Analysts at the Federal Reserve Bank of New York found that since 2023, inflation-adjusted spending grew most for higher-income consumers – while it was flat for the middle group, and declined for the lowest. Their work is based on receipts analyzed by Numerator, a market research firm.
…And companies are acting on it
Whatever the data may show, plenty of US businesses have identified a shift — and taken action.
For retailers, that might mean rethinking the map of their expansion plans, or revamping what’s on their shelves. Dollar Tree Inc., which estimates that about 60% of its customers last quarter earned at least $100,000, is expanding into wealthier neighborhoods. Walmart Inc., long known for its low prices, has renovated stores and introduced more high-end products to draw in higher earners.
At airlines, there’s a race to revamp cabins so they have more premium seats, and offer other perks to the higher-end fliers who are driving revenue. Delta Air Lines Inc. reported double-digit growth in business travel at the start of this year. “We’re at the top end of that K, in terms of who our consumer is,” Chief Executive Ed Bastian told Bloomberg TV.
But everyone’s better off now…
Take the slightly longer view, some economists say, and things look more balanced. Coming out of the pandemic, low-paid workers scored the biggest pay hikes amid booming demand in places like restaurants – narrowing income inequality. Stimulus checks also helped many to pay down debt or boost savings.
All of this left most households in a more stable financial position and delivered benefits that have lasted, according to Matthew Klein, author of the Overshoot newsletter. “Everyone is better off,” he says. “I think that’s partly why we’ve had such a sustained expansion.”
What’s more, house prices have also climbed substantially since the pandemic – and compared with stocks, those gains were spread more evenly. The hot housing market buoyed many middle-class families whose wealth is concentrated in their homes.
…There’s no big shift in official spending data…

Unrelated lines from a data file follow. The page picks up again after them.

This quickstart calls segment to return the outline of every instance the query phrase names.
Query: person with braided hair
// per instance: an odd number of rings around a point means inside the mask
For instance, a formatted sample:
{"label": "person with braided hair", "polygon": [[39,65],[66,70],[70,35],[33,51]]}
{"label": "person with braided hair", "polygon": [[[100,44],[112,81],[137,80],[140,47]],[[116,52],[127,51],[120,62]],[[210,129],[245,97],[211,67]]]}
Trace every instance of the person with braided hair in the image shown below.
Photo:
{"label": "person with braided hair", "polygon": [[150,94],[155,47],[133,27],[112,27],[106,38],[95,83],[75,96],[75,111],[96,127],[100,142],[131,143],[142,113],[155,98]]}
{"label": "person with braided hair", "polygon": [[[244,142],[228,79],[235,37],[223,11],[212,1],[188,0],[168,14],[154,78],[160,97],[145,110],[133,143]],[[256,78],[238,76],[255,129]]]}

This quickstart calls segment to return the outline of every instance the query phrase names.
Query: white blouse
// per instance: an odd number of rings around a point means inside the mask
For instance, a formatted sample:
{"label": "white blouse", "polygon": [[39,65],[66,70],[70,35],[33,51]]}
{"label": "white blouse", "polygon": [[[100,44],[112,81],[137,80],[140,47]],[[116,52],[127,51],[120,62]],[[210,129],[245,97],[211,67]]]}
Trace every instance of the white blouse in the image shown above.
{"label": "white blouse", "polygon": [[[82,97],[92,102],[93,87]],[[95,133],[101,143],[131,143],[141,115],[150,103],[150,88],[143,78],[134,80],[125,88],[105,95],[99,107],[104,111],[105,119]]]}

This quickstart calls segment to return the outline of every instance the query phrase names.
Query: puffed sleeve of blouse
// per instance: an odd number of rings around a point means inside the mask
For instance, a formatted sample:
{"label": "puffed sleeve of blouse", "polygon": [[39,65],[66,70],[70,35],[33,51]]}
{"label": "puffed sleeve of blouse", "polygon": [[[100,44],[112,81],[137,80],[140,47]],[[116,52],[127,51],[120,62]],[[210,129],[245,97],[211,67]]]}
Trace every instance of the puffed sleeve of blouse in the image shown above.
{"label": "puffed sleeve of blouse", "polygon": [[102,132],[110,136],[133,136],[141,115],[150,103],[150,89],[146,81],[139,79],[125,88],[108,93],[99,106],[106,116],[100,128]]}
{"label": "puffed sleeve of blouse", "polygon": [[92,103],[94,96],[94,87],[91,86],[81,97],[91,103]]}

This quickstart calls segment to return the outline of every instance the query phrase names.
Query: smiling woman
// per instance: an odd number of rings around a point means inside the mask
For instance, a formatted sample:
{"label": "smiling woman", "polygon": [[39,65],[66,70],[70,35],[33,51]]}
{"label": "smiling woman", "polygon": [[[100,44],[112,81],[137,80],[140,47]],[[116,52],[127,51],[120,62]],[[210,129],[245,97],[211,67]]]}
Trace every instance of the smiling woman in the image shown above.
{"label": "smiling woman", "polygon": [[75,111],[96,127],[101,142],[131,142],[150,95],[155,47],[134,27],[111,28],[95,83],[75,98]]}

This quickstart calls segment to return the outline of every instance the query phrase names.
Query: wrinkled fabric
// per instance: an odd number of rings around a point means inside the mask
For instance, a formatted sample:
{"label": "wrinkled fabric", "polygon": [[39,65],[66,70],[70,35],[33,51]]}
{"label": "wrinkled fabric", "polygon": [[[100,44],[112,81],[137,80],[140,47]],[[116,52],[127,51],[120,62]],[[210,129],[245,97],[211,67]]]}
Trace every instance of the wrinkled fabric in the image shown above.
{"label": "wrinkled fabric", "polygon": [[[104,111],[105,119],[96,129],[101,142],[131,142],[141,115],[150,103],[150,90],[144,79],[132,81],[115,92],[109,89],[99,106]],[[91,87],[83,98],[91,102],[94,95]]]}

One of the key arguments for the no-camp – advanced by economists like Antoine Levy at the University of California, Berkeley — is that the K-shape simply doesn’t show up in the only US government report to explicitly address the topic.
Every year, the Bureau of Labor Statistics produces a Consumer Expenditure Survey, which breaks down households into income groups and shows what they buy. The downside is that it comes with a lag. Still, the latest data for 2024 showed the top 20% of households accounting for some 40% of spending – roughly the same as they were in 2011. The share for the bottom 20% also held steady around 9%.
Other studies conclude that the rich-household share of spending has crept up over time, but don’t see a dramatic surge. A Dallas Fed analysis found the top 20% of earners accounted for 57% of consumption in the post-Covid years — up from 53% in the 1990s, but not a big enough shift to make the economy more fragile.
…And growth isn’t just in stuff rich people buy
If spending was increasingly skewed, you’d expect the fastest growth to be coming in the categories where rich households are the biggest buyers. That’s not what the numbers show, according to one argument that economists make against the K-shaped trend.
Samuel Tombs and Oliver Allen at Pantheon Macroeconomics found that above-trend spending growth last year often came in areas like clothing and health care where low-income Americans account for a relatively large share of the total. In cars, by contrast – where the top 20% do about two-thirds of the spending – growth was sub-par.
It’s true that there’s been a divergence when it comes to sentiment about the economy, with lower earners increasingly pessimistic – but that hasn’t translated into actual spending behavior, according to the Pantheon team. “We see insufficient evidence to assert that consumption looks K-shaped,” they conclude. “The conventional wisdom is not always right.”